DE SAM LAZARO: Indeed, the United Nations food aid agency, the World Food Program, is now using cash it gets from non-U.S. donors to increase local purchases of grain. But for many farmers the concept of a surplus is new — one they almost fear jinxing.

MARY ELLEN MCGROARTY (World Food Program, meeting with farmers): So they don’t anticipate having a surplus this year?

DE SAM LAZARO: These growers weren’t sure how to answer a simple question from an agency better known for giving away rather than buying food.

Ms. MCGROARTY (meeting with farmers): Let them understand that we’re not seeing where we can deliver food to. We’re looking to buy food.

DE SAM LAZARO: Despite such local difficulties, the World Food Program bought 90,000 tons of grain from Malawi last year.

DOMENICO SCALPELLI (World Food Program): That’s a huge amount of food, and it’s the biggest amount — the largest amount we’ve bought ever from Malawi. A lot of it was not only for Malawi, but a lot of it also went to Zimbabwe, it went to Democratic Republic of Congo. We bought food even for West Africa, so — and that was because the price was the best at the time and the quality was good, competed internationally. Part of the philosophy behind it is to try and bring up local farmers and traders to a point where they can, in fact, compete internationally.

DE SAM LAZARO: It’s a goal some in Washington support. The Bush administration has proposed that a quarter of U.S. food grain be sent in cash, and that idea has the support of many Democrats in Congress. But it gets nowhere in the influential House and Senate agriculture committees, whose members come predominantly from farm states. They’ve insisted that all assistance remain in the form of U.S.-grown commodities and shipped on U.S. flag carriers.

Representative Earl Pomeroy, a North Dakota Democrat, says cutting agencies a check instead of sending grain or cooking oils could do more damage in some developing countries.

Representative EARL POMEROY (D-ND): You go into some of these small economies with a check, buy a bunch of commodities for food aid, you’ve just drove prices out of sight. You hurt everybody else.

DE SAM LAZARO: More importantly, Pomeroy says he fears any changes could jeopardize fragile congressional support for what remains the world’s largest food aid program, even though it accounts for just $1.2 billion of the $280 billion U.S. farm program.

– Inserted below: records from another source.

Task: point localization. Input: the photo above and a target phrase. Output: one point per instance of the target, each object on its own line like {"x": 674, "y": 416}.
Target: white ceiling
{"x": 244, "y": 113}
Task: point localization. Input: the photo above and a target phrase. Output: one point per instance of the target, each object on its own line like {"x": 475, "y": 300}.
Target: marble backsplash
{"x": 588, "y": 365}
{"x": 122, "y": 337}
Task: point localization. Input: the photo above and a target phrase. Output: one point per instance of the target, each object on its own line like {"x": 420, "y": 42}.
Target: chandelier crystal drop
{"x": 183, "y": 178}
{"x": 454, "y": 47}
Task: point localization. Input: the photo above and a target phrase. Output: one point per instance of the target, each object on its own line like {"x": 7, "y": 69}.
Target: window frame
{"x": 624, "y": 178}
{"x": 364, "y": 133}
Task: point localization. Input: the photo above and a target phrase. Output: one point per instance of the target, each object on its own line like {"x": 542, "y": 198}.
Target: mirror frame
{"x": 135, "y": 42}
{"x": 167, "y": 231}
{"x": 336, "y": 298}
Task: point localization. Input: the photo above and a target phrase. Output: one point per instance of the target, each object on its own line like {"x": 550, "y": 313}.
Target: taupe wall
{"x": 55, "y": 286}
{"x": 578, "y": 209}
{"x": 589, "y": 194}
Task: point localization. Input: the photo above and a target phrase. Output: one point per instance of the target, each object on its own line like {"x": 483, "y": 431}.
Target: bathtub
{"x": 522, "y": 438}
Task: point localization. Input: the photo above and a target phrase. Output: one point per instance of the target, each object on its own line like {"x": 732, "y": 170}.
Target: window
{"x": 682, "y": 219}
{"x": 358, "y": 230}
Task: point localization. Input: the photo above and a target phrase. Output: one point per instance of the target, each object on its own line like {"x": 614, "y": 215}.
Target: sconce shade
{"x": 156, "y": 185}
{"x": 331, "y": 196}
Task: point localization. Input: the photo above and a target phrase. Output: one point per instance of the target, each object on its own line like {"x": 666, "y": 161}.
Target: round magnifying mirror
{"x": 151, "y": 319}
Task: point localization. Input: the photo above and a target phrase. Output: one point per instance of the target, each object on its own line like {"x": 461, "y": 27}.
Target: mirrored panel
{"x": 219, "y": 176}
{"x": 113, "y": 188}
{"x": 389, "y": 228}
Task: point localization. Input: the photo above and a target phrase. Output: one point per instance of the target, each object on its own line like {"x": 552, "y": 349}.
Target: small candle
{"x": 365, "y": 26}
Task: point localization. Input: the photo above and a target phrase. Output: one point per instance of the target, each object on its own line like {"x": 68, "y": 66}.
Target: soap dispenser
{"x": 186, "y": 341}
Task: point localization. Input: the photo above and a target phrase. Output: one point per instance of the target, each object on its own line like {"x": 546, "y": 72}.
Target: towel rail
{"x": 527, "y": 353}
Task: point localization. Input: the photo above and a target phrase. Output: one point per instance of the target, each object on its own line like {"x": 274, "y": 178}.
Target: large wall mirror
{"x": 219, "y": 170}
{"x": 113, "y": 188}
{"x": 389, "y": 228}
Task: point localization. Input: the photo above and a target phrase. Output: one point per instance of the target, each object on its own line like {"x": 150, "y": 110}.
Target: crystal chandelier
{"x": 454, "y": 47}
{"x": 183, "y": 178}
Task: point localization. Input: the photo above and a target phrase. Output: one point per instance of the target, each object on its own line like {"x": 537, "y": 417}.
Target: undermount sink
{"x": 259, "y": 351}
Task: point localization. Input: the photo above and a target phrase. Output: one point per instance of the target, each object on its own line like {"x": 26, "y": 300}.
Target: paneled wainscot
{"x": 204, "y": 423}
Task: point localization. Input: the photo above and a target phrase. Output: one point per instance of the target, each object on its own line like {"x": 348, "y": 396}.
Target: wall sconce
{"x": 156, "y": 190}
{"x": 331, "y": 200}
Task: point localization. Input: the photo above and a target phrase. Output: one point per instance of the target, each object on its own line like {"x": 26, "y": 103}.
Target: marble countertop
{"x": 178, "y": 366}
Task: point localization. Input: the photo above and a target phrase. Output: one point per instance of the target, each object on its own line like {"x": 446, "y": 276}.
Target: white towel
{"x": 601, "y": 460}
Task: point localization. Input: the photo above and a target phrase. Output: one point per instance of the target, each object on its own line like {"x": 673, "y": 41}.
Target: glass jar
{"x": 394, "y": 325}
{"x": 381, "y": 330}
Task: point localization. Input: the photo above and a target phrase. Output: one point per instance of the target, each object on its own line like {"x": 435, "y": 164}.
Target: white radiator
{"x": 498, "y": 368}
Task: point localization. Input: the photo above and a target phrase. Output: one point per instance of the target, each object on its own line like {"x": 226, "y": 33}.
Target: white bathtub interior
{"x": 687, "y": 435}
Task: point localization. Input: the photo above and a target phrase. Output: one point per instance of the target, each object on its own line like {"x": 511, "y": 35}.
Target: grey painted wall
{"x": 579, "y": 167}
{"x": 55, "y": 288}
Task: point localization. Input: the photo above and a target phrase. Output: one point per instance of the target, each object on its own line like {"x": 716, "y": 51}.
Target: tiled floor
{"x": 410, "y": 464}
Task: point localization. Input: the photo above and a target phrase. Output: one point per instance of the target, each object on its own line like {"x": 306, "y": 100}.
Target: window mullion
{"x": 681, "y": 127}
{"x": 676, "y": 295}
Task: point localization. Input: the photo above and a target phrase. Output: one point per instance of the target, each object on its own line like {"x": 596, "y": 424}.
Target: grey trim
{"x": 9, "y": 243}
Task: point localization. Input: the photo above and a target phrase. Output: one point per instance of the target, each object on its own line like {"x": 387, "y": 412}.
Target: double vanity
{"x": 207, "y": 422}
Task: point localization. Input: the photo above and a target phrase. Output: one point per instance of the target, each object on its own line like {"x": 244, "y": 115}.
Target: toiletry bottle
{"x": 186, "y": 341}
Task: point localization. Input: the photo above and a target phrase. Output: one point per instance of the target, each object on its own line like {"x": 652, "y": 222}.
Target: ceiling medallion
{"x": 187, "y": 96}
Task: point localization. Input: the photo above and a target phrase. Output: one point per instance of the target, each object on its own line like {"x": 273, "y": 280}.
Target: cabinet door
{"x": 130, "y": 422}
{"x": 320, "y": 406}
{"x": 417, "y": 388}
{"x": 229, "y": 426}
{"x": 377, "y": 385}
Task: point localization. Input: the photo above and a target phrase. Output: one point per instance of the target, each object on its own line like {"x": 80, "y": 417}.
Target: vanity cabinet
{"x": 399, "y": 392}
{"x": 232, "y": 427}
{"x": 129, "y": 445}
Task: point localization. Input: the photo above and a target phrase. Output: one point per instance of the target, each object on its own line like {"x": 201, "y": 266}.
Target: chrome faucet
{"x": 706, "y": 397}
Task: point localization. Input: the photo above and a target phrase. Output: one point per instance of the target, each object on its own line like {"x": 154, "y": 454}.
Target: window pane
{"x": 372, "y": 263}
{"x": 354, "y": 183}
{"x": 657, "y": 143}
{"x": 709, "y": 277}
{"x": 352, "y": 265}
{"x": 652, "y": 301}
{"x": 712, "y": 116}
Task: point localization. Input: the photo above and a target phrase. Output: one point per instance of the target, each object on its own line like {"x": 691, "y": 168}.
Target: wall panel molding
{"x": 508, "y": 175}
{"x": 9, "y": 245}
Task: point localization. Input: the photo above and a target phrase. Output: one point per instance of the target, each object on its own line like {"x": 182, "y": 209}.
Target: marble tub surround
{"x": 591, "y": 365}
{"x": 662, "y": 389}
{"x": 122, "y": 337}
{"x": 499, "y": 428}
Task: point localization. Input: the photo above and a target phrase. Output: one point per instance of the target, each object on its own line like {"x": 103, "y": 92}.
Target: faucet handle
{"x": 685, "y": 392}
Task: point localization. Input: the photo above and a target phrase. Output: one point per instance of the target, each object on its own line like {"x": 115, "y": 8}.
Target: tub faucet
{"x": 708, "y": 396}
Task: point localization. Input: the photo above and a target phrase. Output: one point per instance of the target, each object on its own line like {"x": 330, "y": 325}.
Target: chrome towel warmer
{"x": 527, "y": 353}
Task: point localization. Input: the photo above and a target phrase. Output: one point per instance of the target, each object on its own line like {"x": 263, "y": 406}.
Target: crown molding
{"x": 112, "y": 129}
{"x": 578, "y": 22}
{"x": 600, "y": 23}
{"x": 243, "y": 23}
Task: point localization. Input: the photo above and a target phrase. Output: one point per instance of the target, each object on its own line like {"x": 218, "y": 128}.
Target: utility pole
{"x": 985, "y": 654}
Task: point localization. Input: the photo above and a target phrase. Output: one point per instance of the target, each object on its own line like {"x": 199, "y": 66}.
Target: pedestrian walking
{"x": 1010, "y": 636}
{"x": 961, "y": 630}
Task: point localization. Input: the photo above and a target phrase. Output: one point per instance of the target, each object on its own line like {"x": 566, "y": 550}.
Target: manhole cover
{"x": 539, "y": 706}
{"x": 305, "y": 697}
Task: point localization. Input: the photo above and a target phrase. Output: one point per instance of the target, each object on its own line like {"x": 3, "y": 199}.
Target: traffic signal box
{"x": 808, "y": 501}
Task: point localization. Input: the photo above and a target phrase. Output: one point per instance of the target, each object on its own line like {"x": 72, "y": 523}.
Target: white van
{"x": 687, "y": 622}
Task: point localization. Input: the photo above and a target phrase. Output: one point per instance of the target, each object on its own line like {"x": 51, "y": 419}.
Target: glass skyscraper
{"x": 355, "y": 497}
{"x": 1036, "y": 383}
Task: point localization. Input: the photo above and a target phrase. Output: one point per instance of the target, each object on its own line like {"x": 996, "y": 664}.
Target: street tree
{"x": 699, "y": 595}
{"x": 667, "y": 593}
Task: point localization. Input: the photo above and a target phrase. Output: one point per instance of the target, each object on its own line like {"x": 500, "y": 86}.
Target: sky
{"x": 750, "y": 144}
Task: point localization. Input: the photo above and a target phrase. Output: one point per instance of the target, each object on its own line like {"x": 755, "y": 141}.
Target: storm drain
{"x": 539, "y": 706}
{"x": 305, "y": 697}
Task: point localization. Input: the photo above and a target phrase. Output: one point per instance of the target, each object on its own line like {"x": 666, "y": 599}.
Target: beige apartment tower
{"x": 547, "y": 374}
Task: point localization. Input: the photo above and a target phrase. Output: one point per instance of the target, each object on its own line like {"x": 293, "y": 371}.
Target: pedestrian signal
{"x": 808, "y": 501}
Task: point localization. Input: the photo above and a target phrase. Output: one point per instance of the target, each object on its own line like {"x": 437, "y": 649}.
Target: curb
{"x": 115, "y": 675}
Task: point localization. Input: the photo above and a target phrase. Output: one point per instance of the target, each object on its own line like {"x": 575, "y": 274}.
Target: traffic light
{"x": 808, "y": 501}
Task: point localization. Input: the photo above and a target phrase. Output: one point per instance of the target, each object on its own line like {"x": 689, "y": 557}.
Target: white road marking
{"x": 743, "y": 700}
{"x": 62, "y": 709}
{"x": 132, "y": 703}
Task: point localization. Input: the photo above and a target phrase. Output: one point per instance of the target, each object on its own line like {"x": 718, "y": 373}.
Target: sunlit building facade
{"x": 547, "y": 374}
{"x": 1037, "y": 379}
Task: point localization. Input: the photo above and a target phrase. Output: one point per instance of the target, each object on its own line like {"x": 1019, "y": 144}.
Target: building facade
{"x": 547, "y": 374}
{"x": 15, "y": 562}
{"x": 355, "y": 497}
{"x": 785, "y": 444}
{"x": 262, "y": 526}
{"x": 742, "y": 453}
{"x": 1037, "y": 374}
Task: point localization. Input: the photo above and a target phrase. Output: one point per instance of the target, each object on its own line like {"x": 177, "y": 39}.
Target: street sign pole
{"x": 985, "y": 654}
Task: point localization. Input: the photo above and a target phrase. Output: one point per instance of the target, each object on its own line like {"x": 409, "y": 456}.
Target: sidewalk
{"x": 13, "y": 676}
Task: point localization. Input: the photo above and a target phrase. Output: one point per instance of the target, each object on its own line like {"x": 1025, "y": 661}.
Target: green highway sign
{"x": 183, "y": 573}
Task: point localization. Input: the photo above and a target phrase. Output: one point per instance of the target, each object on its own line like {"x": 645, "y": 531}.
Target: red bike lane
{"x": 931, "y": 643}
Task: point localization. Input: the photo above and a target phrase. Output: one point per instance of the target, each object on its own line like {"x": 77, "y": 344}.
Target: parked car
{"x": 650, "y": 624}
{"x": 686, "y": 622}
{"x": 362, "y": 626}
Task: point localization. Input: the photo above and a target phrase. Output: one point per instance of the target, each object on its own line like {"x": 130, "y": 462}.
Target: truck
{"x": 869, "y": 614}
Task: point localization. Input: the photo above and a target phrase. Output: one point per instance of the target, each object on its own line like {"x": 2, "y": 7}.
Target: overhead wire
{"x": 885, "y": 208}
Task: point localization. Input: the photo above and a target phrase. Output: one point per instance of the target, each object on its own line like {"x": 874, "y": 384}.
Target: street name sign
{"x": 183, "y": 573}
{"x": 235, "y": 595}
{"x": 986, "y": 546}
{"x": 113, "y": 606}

Rep. POMEROY: One of the things about the structure of our program is that it’s been able to sustain congressional support through all kinds of political circumstances. Even in the years I’ve been in Congress, I’ve seen very different environments relative to the receptivity of members of Congress to supporting foreign aid.

Ms. MCGROARTY: So for purchasing we want to be targeting associations. I mean, it’s impossible for us to deal individually with each farmer and each farm.

DE SAM LAZARO: World Food Program officials say they make local purchases carefully. They reject criticism that this causes prices to rise. But they’re not about to reject Food for Peace donations.

Mr. SCALPELLI: I am asked this question quite a bit, and I’m not going to bite the hand that helps feed essentially a million Malawians today, and the United States government is indeed the number one largest donor to Malawi still.

DE SAM LAZARO: Other food aid agencies, unlike CARE, say they must continue to monetize their U.S. donations.

(to Nick Ford): Would you not prefer just straight cash assistance?

NICK FORD (Catholic Relief Services): Absolutely, and that’s going to be a much more efficient use of the American taxpayers’ money. We still have a service to provide the target communities for our development activities. Monetization provides resources that do address the root causes of hunger and poverty in these countries.

DE SAM LAZARO: What all sides agree on is that more food aid, whether in cash or food, is needed. Only 30 percent of Malawi’s children receive even this spartan daily school meal, and that number could fall as global food prices continue their record rise.

For RELIGION & ETHICS NEWSWEEKLY, this is Fred de Sam Lazaro in Lilongwe, Malawi.